I capi di Area, la corrente di sinistra, non hanno fatto autocritica. Anzi, rincarano continuamente le dosi contro il governo.
«La differenza tra noi e loro è che non abbiamo accettato mai e poi mai di usare l'Anm come strumento di contrapposizione politica. Per Magistratura indipendente, non esistono governi amici e governi nemici. Dovrebbe essere un'ovvietà, ma certe scelte di chiusura pregiudiziale al dialogo mi fanno pensare che non tutti la pensano così».
Il presidente Parodi è uomo pacato, ma intorno a lui c'è chi come il segretario Rocco Maruotti fa la voce grossa senza consultarsi con nessuno.
«Il segretario Maruotti farebbe bene a specificare se parla a titolo personale o dell'Anm».
Da questo scontro l'Anm esce ridimensionata?
«Io sono fiducioso che il presidente Parodi riporterà l'Associazione sulla strada del dialogo istituzionale, che è quello che ci compete: abbiamo il dovere e il diritto di commentare tecnicamente le leggi, indicando cosa funziona e cosa no, ma non di fare opposizione politica.
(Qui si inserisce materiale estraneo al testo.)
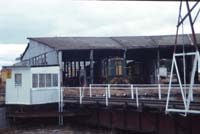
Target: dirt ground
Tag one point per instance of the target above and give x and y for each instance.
(57, 130)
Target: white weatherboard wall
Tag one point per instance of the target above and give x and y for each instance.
(45, 94)
(18, 94)
(27, 95)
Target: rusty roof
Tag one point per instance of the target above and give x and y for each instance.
(124, 42)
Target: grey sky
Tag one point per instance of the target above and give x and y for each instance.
(20, 19)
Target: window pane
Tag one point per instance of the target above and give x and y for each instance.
(34, 80)
(18, 79)
(55, 80)
(41, 80)
(48, 80)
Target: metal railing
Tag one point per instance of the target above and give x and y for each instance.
(135, 92)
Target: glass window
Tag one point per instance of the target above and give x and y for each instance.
(18, 79)
(55, 80)
(41, 80)
(34, 80)
(48, 80)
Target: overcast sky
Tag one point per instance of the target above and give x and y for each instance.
(20, 19)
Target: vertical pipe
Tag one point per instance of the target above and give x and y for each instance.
(158, 65)
(191, 25)
(60, 88)
(106, 92)
(75, 71)
(90, 90)
(159, 92)
(71, 69)
(137, 100)
(170, 83)
(80, 95)
(67, 68)
(132, 92)
(109, 91)
(91, 66)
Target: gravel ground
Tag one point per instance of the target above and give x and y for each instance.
(56, 130)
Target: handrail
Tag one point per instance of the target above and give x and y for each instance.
(133, 88)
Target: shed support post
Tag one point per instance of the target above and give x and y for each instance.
(60, 105)
(91, 66)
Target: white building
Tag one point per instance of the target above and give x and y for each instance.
(33, 85)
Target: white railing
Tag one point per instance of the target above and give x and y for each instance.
(135, 92)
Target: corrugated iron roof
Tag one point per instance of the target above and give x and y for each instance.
(125, 42)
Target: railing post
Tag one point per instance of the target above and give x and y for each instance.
(132, 92)
(136, 93)
(90, 90)
(108, 90)
(80, 95)
(159, 92)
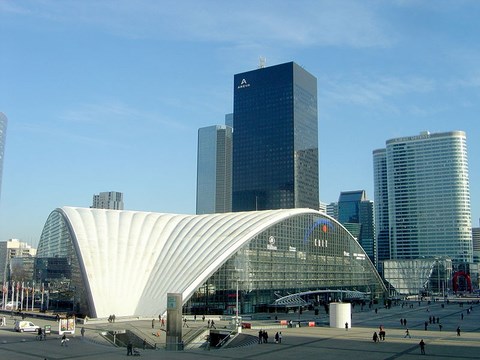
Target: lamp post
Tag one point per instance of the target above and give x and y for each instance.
(237, 322)
(236, 309)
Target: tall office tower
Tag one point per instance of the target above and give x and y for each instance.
(214, 169)
(332, 210)
(229, 120)
(322, 207)
(382, 237)
(355, 212)
(428, 197)
(108, 200)
(476, 244)
(275, 147)
(11, 249)
(3, 133)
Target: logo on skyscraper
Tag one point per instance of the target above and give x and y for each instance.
(243, 84)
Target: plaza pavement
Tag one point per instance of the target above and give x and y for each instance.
(321, 342)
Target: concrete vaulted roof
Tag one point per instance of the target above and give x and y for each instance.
(130, 259)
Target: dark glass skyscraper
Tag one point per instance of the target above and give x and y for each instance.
(275, 143)
(355, 212)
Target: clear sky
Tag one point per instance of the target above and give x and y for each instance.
(108, 95)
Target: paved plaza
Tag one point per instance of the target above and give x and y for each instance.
(321, 342)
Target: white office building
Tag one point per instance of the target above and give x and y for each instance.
(428, 196)
(214, 170)
(13, 248)
(112, 200)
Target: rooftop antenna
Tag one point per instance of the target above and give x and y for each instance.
(262, 62)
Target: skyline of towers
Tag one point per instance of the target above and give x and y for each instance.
(3, 134)
(422, 197)
(214, 170)
(275, 142)
(108, 200)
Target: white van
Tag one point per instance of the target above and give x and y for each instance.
(24, 325)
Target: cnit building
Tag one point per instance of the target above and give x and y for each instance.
(274, 244)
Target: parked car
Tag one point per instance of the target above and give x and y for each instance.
(23, 325)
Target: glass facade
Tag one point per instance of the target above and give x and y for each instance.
(214, 170)
(57, 267)
(419, 276)
(275, 147)
(302, 253)
(429, 197)
(355, 212)
(382, 234)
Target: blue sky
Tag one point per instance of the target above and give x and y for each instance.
(108, 95)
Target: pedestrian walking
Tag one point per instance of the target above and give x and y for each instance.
(422, 347)
(64, 340)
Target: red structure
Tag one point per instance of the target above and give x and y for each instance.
(455, 280)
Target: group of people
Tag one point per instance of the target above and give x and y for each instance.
(262, 336)
(211, 324)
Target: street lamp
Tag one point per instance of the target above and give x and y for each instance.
(237, 323)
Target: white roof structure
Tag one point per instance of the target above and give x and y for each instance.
(130, 260)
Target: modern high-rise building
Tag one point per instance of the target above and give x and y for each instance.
(214, 170)
(229, 120)
(332, 210)
(355, 212)
(3, 133)
(476, 244)
(428, 193)
(382, 237)
(13, 248)
(108, 200)
(275, 147)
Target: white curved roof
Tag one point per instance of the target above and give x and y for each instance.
(132, 259)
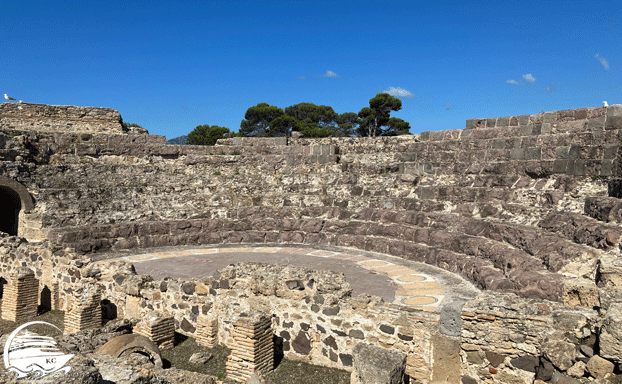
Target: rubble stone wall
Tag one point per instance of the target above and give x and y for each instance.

Nel frattempo, è montato un clima quasi punitivo nei confronti dei magistrati».
In che senso?
«È giusto che i magistrati siano sottoposti a valutazione periodiche di professionalità, ed è opportuno che anche gli avvocati dicano la loro. Ma ora l'Ordine degli avvocati di Milano ha allestito una piattaforma in cui i magistrati possono essere oggetti di segnalazioni di cui ci si preoccupa di garantire la segretezza. Questa è una forma di delazione anonima. Si vuole fare la Tripadvisor dei magistrati? Ma c'è un tema che mi angoscia di più».
Quale?
«Il carcere. Non riesco a credere che si possa considerare il suicidio in carcere la normalità. Ci sono in carcere malati psichiatrici che dovrebbero stare altrove, in strutture che non esistono, e per i quali la cella è l'anticamera del suicidio. So che il ministro Nordio ha a cuore il problema del carcere, sta lavorando bene, ma intanto si continua a morire. Serve un provvedimento di clemenza».
Sta proponendo una amnistia?
«Sì, per i reati meno gravi e per i detenuti meno pericolosi. Mi attacchino pure, ma è ciò che mi dice la mia coscienza».